Einblick in die „Dunkle Materie“ der Mikroben
„Diese Besonderheiten im Stammbaum des Lebens bedeuten, dass die derzeitige Vorstellung von den drei Domänen der Lebewesen vielleicht zu einfach ist“, sagt Jillian Banfield von der University of California in Berkeley, die Leiterin des Forscherteams. Heute teilt man die Lebewesen in drei Domänen ein: Archaeen, Bakterien und Eukaryoten. Die ersten beiden umfassen einzellige Mikroben ohne Zellkern, die sogenannten Prokaryoten. Zur dritten Gruppe, den Eukaryoten, zählen alle Pflanzen, Pilze und Tiere, die in mehrere Stämme eingeteilt werden. Der Mensch gehört, zusammen mit sämtlichen Wirbeltieren, zum Stamm der Chordatiere. Die von den Forschern entdeckten Bakterien unterscheiden sich sowohl untereinander als auch von den bekannten Arten so grundlegend, dass sie in mehr als 35 neue Stämme eingeordnet werden mussten.
Die Biologen entnahmen Proben von Grundwasser in der Nähe des Colorado-Flusses bei der Stadt Rifle.

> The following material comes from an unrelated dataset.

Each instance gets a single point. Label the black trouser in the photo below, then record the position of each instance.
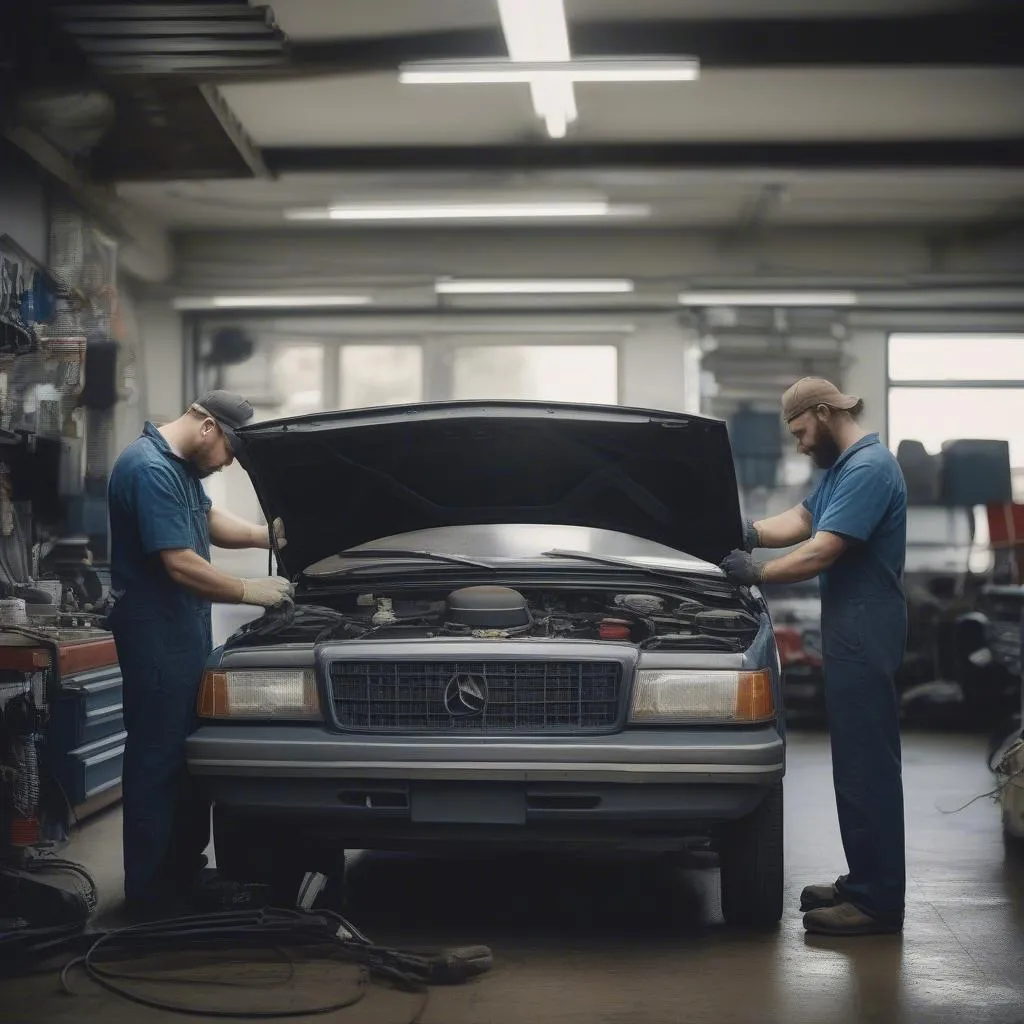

Durch Filtration trennten sie alle Bestandteile ab, die mindestens so groß wie normale Bakterien waren. Im verbliebenen Anteil sequenzierten sie dann die gesamte darin enthaltene DNA. Aus den so ermittelten DNA-Stücken konnten sie acht vollständige und 789 unvollständige Genome verschiedener neuer Spezies rekonstruieren. Da diese Mikroben normale Bakterienfilter passiert hatten, schätzen die Forscher den Durchmesser der Zellen auf nur 0,4 Mikrometer oder weniger. Auch die Genomgröße war äußerst gering. Das Erbgut enthielt nur 600 bis 1.100 Gene – bei E. coli beispielsweise sind es etwa 4.500. Einige für ein selbstständiges Leben erforderliche Gene fehlten ganz, andere wiesen ungewöhnliche Strukturen auf. So waren die ribosomalen RNA-Gene sehr untypisch. Der übliche Nachweis bakterieller DNA mittels PCR beruht aber gerade auf Sequenzabschnitten dieser Gene, die allen bekannten Bakterien gemeinsam sind. Das wäre eine Erklärung dafür, dass solche Mikroben bisher auch durch molekularbiologische Methoden nicht entdeckt wurden.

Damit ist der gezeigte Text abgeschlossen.